You are viewing a plain text version of this content. The canonical link for it is here.

Posted to user@pig.apache.org by Yang <te...@gmail.com> on 2015/07/19 23:02:50 UTC

PIG and Spark actually similar?

Spark is very hot now, but after reading the paper, I found it surprisingly
similar to PIG's concept: the RDD is just Relation/set in PIG's
terminology.

I think a great strength of Spark is that it tries to merge multiple
"narrow dependency" stages together to avoid too much IO. does PIG do that
too? otherwise, I can't figure out what other major design differences
would lead to huge performance difference, if Spark also uses on-disk
storage. The overhead to start a MR task should not be that big.

Re: PIG and Spark actually similar?

Posted by Paul Houle <on...@gmail.com>.

There is a port of Pig that runs over Spark.

http://blog.cloudera.com/blog/2014/09/pig-is-flying-apache-pig-on-apache-spark/

The way I understand it,  Pig will analyze the pipeline you give it and
then compile the job so it runs on some fabric. Apache Tez is a
computational fabric which is somewhere in between Spark and the old
Map/Reduce in the sense that Tez eliminates many of the extreme
inefficiencies of Map/Reduce by allowing sequences other than

[storage] -> [map] -> [reduce] -> [storage]

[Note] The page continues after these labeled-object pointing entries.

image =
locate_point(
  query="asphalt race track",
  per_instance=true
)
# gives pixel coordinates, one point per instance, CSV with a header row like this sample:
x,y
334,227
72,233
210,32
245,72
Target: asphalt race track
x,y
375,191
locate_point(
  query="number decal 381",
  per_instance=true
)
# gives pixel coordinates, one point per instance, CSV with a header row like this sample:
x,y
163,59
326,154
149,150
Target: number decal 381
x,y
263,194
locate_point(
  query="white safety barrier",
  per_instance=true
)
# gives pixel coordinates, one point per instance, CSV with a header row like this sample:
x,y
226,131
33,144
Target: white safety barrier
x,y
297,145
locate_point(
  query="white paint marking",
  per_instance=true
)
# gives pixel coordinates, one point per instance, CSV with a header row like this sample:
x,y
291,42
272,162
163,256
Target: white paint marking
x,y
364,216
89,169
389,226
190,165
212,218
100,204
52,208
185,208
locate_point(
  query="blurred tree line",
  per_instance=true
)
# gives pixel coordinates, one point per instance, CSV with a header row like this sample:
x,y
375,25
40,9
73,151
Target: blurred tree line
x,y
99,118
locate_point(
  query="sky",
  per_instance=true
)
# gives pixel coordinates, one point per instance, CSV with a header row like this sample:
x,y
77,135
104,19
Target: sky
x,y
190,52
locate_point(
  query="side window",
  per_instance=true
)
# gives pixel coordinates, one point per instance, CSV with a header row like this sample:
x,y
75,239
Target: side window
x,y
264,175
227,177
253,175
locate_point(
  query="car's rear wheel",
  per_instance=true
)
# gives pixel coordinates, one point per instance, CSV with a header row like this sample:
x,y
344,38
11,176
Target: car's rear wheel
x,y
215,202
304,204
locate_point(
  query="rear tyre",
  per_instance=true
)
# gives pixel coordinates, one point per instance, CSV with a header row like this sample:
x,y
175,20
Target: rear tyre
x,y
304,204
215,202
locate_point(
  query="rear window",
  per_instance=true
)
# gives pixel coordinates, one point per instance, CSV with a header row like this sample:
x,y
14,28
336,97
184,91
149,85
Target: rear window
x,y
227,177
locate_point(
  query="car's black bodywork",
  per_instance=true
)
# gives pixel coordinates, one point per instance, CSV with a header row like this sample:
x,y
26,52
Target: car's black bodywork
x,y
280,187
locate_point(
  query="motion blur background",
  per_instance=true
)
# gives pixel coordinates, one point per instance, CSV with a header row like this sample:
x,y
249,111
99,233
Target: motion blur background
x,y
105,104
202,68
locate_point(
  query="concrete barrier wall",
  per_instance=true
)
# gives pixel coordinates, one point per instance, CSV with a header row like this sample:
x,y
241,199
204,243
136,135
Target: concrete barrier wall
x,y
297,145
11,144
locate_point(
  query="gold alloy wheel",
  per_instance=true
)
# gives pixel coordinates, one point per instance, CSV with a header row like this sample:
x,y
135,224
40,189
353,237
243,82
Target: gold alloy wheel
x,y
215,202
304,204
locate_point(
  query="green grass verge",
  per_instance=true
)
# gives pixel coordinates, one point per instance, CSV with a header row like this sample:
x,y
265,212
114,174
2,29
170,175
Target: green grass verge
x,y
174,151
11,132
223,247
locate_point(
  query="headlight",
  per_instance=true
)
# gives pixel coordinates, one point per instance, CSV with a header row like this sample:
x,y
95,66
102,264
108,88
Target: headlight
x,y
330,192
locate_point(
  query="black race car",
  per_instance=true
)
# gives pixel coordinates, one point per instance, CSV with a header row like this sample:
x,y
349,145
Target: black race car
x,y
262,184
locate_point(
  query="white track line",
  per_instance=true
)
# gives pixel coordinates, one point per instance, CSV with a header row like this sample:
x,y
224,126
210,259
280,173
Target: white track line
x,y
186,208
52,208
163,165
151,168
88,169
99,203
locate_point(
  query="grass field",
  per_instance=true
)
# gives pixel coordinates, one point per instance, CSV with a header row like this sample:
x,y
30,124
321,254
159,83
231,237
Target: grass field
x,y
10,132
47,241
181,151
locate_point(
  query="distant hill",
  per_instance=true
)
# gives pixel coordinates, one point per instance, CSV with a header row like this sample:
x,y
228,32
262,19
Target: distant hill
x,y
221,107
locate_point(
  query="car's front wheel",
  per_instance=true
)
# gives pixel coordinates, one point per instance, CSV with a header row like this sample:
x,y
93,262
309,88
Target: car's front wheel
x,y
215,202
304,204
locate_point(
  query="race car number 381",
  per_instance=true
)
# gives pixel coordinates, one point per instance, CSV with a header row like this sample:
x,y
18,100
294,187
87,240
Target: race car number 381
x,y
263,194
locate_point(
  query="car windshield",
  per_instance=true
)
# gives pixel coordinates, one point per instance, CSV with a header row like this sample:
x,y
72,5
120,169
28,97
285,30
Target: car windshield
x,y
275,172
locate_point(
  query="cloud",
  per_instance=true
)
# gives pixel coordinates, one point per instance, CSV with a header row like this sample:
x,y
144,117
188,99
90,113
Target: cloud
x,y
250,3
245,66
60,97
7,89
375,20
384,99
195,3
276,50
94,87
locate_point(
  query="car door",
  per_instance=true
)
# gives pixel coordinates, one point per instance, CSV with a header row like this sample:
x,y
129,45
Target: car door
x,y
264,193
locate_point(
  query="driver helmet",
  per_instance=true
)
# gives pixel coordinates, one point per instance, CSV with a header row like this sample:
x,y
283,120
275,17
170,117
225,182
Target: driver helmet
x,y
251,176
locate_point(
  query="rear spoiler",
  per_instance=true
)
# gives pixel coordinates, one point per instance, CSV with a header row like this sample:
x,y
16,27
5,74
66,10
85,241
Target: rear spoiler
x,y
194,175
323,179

but Tez is otherwise a lot like Map/Reduce,  whereas Spark offers in an
in-memory execution model (as well as on-disk) and is different in deeper
ways.

It could be that Pig-over-Spark is less compelling than Pig-over-something
else because a Spark program is a lot more like a Pig program than an M/R
program is.

On Sun, Jul 19, 2015 at 5:02 PM, Yang <te...@gmail.com> wrote:

> Spark is very hot now, but after reading the paper, I found it surprisingly
> similar to PIG's concept: the RDD is just Relation/set in PIG's
> terminology.
>
> I think a great strength of Spark is that it tries to merge multiple
> "narrow dependency" stages together to avoid too much IO. does PIG do that
> too? otherwise, I can't figure out what other major design differences
> would lead to huge performance difference, if Spark also uses on-disk
> storage. The overhead to start a MR task should not be that big.
>

-- 
Paul Houle

*Applying Schemas for Natural Language Processing, Distributed Systems,
Classification and Text Mining and Data Lakes*

(607) 539 6254    paul.houle on Skype   ontology2@gmail.com
https://legalentityidentifier.info/lei/lookup/
<http://legalentityidentifier.info/lei/lookup/>

Re: PIG and Spark actually similar?

Posted by Russell Jurney <ru...@gmail.com>.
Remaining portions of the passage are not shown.